Jadi, dengan nekat, kutemui Hajah Nur siang itu. Apa pun, aku belum berpengalaman di pilkada. Dan, mengelola individu secara langsung, sendirian pula, belum pernah kulakukan.
Pada impresi awal, kuyakini Hajah Nur sebagai pribadi yang menyenangkan. Cantik, cerdas, dan berkarisma. Aura itu bahkan segera terlihat dari bahasa tubuhnya. Sayang, kondisinya sedang tak terlalu baik. Harvey yang mengamini kesimpulanku kemudian.
”Aku baru saja menemani Tante Nur bertemu dengan koalisi partai yang bakal mengusung Tante maju menjadi calon Bupati Buru,” Harvey memulai dengan kalimat pembuka yang menyodok keherananku. Bahwa dia ’Ambon Card’ (istilah untuk peranakan Ambon yang lahir di Jakarta, namun tak pernah tinggal di Maluku), aku tahu persis. Tapi, mempunyai tante asli Buru, baru sekarang aku tahu.
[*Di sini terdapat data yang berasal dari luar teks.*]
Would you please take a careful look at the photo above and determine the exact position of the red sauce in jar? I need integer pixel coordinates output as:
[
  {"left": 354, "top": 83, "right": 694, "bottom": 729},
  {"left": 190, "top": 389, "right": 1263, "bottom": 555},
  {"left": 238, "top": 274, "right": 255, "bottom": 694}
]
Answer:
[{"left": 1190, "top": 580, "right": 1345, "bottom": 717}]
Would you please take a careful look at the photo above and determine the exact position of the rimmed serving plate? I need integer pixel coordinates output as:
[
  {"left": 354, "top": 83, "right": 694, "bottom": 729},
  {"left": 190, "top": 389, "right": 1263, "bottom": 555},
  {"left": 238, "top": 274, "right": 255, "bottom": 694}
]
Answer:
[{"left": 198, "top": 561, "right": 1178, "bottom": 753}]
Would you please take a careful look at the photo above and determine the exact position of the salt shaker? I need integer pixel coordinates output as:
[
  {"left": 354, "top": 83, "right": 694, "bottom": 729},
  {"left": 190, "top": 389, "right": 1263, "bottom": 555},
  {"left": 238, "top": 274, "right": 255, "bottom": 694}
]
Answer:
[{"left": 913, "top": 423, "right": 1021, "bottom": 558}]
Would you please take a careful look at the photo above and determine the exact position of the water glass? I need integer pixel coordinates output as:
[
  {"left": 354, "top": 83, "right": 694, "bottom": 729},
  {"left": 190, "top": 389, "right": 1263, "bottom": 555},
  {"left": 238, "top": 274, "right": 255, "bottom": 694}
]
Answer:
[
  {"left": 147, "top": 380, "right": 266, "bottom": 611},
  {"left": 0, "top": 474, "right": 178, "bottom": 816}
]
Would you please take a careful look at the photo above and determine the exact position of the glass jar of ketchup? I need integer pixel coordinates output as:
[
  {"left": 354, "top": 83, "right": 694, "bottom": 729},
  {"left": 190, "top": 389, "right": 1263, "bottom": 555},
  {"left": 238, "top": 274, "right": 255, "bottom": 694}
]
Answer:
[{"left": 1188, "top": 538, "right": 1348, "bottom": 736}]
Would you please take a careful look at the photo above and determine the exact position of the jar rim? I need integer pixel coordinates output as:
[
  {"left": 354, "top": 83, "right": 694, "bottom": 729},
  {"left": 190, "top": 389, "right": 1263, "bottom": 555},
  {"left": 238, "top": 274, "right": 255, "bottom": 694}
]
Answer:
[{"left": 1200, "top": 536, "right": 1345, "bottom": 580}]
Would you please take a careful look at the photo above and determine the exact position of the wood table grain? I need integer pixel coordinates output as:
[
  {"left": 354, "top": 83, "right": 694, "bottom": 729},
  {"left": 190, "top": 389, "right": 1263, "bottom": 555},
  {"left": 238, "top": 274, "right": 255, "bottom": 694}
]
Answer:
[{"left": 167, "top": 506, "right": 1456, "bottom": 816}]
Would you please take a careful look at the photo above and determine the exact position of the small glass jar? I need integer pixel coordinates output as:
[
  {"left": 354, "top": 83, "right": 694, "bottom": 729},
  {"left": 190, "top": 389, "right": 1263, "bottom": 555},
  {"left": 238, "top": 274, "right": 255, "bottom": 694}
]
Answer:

”Singkat cerita, suami Tante Nur, yang juga adik ipar ibuku, tadinya wakil bupati di Buru. Dua tahun lalu dia sakit keras, dan meninggal di tengah masa jabatannya. Lalu, atas desakan banyak tokoh masyarakat di sana yang menginginkan tampilnya sosok pemimpin baru yang lebih fresh, Tante dibujuk ikut pilkada tahun ini, melawan bupati yang sekarang berkuasa.”
Hmm, duplikasi jejak Corry Aquino rupanya. Tapi, kenapa tidak?